Multiple data type equivalents
First, there are several cases in which more than one type in PostgreSQL translates to a single type in BigQuery. For instance, in PostgreSQL, the following types represent an integer number:
- integer: a 32-bit signed integer
- smallint: a 16-bit signed integer
- bigint: a 64-bit signed integer
In BigQuery, there's only one type to represent integers: the INT64 type, which, unsurprisingly, is a 64-bit integer. You might encounter names like INT, SMALLINT, INTEGER, BIGINT, TINYINT, and BYTEINT. But these aren't different types; instead, they're simply aliases of INT64.
Lack of data type equivalent
Secondly, there are data types from PostgreSQL that don't have a BigQuery equivalent.
This lack of data type is a common challenge during these types of migrations, and most of the time, you can make do by replacing the lacking data type with a similar one.
Artifacts in BigQuery standard syntax
Now let's cover how to create two types of artifacts in Google BigQuery using the standard syntax for SQL, namely user-defined functions and subqueries.
A user-defined function can be either temporary or persistent.
A temporary UDF exists only during a single query, while a persistent UDF spans multiple queries and can get reused.
A UFD is a pure function—that is, it can't talk to external dependencies or mutate data.

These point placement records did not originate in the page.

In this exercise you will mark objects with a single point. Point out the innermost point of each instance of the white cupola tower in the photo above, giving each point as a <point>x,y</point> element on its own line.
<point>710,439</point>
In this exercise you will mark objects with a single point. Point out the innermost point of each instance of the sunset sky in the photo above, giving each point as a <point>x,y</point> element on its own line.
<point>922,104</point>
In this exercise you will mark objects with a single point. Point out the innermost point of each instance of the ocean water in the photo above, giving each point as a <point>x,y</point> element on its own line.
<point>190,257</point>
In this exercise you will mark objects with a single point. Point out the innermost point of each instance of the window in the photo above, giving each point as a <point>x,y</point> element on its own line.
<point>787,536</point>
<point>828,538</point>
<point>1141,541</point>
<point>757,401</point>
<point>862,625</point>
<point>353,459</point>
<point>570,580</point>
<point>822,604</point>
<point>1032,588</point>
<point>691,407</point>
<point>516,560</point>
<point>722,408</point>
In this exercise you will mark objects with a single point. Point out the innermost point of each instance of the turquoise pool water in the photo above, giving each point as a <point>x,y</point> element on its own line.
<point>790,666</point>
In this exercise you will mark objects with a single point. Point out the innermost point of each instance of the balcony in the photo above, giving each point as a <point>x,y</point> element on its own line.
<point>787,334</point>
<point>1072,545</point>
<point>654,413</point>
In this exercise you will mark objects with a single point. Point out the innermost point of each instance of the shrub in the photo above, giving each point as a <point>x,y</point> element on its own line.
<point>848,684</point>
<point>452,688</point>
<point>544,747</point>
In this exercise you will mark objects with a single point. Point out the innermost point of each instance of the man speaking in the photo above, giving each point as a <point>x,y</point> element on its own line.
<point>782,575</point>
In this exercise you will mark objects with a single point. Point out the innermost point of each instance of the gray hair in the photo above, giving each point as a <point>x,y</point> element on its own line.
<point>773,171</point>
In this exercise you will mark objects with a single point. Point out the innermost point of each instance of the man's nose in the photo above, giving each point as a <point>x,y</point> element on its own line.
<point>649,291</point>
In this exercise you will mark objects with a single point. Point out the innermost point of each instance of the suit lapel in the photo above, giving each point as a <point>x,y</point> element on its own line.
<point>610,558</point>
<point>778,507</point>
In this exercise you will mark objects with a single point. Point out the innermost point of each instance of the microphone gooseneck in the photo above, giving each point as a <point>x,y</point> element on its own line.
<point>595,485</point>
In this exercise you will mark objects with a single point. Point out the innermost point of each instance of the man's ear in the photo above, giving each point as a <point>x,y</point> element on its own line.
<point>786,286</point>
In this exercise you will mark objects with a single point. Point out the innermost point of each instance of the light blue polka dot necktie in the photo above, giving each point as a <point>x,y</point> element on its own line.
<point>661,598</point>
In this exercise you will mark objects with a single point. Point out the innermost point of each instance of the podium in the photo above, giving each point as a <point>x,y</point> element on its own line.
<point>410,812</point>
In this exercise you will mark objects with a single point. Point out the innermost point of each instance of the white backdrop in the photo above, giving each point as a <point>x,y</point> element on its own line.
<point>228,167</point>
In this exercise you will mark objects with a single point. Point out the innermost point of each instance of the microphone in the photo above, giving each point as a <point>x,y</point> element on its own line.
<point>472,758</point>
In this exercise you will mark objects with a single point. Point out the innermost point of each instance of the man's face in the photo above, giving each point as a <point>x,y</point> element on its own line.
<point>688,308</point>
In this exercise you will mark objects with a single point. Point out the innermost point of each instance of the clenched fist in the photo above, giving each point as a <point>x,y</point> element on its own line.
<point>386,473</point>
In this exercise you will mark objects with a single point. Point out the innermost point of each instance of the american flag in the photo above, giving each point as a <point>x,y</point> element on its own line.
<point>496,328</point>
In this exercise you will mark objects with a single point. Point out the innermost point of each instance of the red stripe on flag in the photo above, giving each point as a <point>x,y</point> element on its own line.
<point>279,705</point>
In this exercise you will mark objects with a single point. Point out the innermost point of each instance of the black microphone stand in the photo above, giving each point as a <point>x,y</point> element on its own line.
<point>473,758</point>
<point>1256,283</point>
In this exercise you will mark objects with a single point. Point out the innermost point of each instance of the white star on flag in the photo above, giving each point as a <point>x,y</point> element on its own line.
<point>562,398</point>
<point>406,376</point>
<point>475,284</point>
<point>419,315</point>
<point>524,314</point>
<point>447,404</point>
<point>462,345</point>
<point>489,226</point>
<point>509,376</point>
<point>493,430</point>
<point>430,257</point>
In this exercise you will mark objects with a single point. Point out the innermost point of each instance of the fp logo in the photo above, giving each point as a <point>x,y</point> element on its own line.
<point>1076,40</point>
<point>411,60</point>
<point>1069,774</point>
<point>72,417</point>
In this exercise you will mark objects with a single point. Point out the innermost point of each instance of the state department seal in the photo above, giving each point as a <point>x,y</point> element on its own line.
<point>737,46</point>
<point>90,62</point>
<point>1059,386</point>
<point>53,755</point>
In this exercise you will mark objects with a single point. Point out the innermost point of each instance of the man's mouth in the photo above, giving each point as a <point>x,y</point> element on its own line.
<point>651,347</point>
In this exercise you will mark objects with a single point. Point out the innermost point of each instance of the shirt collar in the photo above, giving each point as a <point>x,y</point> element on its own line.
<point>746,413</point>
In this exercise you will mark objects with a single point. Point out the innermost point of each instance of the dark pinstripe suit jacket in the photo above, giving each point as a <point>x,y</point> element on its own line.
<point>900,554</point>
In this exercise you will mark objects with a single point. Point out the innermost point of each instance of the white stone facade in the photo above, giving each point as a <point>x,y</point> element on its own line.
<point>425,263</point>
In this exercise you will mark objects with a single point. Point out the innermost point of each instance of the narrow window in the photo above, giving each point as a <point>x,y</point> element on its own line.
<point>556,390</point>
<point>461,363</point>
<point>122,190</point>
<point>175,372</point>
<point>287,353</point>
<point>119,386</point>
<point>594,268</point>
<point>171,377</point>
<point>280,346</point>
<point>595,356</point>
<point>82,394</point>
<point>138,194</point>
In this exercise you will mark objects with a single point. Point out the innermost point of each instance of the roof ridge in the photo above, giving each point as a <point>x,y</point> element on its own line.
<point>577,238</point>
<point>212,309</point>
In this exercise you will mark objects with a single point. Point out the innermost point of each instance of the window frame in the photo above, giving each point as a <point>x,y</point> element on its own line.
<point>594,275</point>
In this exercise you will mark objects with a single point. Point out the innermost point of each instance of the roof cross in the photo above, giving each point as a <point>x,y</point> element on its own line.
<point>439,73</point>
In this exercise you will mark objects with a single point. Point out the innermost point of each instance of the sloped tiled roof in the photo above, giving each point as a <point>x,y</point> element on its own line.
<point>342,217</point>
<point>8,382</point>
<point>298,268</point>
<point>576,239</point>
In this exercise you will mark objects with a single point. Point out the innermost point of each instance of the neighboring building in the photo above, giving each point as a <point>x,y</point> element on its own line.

That makes them safe to call, even when shared between owners.
The following code example shows the creation and calling of a temporary UDF:
CREATE TEMP FUNCTION AddAndDouble(x INT64, y INT64) RETURNS INT64 AS ((x + y) * 2); SELECT AddAndDouble(8, 2)
Now, let's see the code to create the same function, but as a persistent function:
CREATE FUNCTION myfirstdataset.AddAndDouble(x INT64, y INT64) RETURNS INT64 AS ((x + y) * 2);
As you can see, the declaration loses the word "temp," and you need to declare a dataset for the permanent function to live in.
BigQuery offers 4 types of expression subqueries (i.e., subqueries that can get used wherever expressions can get used).
Here are some examples of what expression subqueries can be:
Scalar subqueries return a single value (i.e., a single column); if you try to return more than one column, it results in an error.
Let's look at an example:
SELECT title, (SELECT description FROM Categories WHERE Titles.category = id) AS product_category FROM Titles;
An array subquery returns an array.
Consider the following example:
SELECT id, ARRAY(SELECT description FROM db.class WHERE class.teacherId=teacher.id) AS classes FROM db.teacher;
The syntax of an array subquery is similar to that of PostgreSQL. To avoid errors, make sure the SELECT inside the subquery has exactly one column.
IN subqueries return TRUE when the value exists in the list returned by the subquery, and FALSE otherwise.
The syntax is as follows:
value [ NOT ] IN ( subquery )
The SELECT in the subquery must have a single column, and its type must be compatible with the type of the value to be checked.
SELECT id, title, name FROM db.teacher WHERE id IN (select teacher_id from db.class)
The query above will retrieve teachers who are assigned to teach at least one class.
Last but not least, we have the EXISTS subqueries.
The usage and syntax of this type of subquery are simple and very similar to that from PostgreSQL:
SELECT EXISTS(SELECT name FROM Teachers WHERE salary>=1500) as result;
An EXISTS subquery returns TRUE when there's at least one result, and FALSE otherwise.
Wrapping things up
In this post, I covered some tips on how to convert your PostgreSQL queries to Google BigQuery.
As you've seen, BigQuery supports two types of syntax for SQL: the standard syntax and the legacy one. Though both work, it's advisable you switch to the standard syntax if you still don't use it.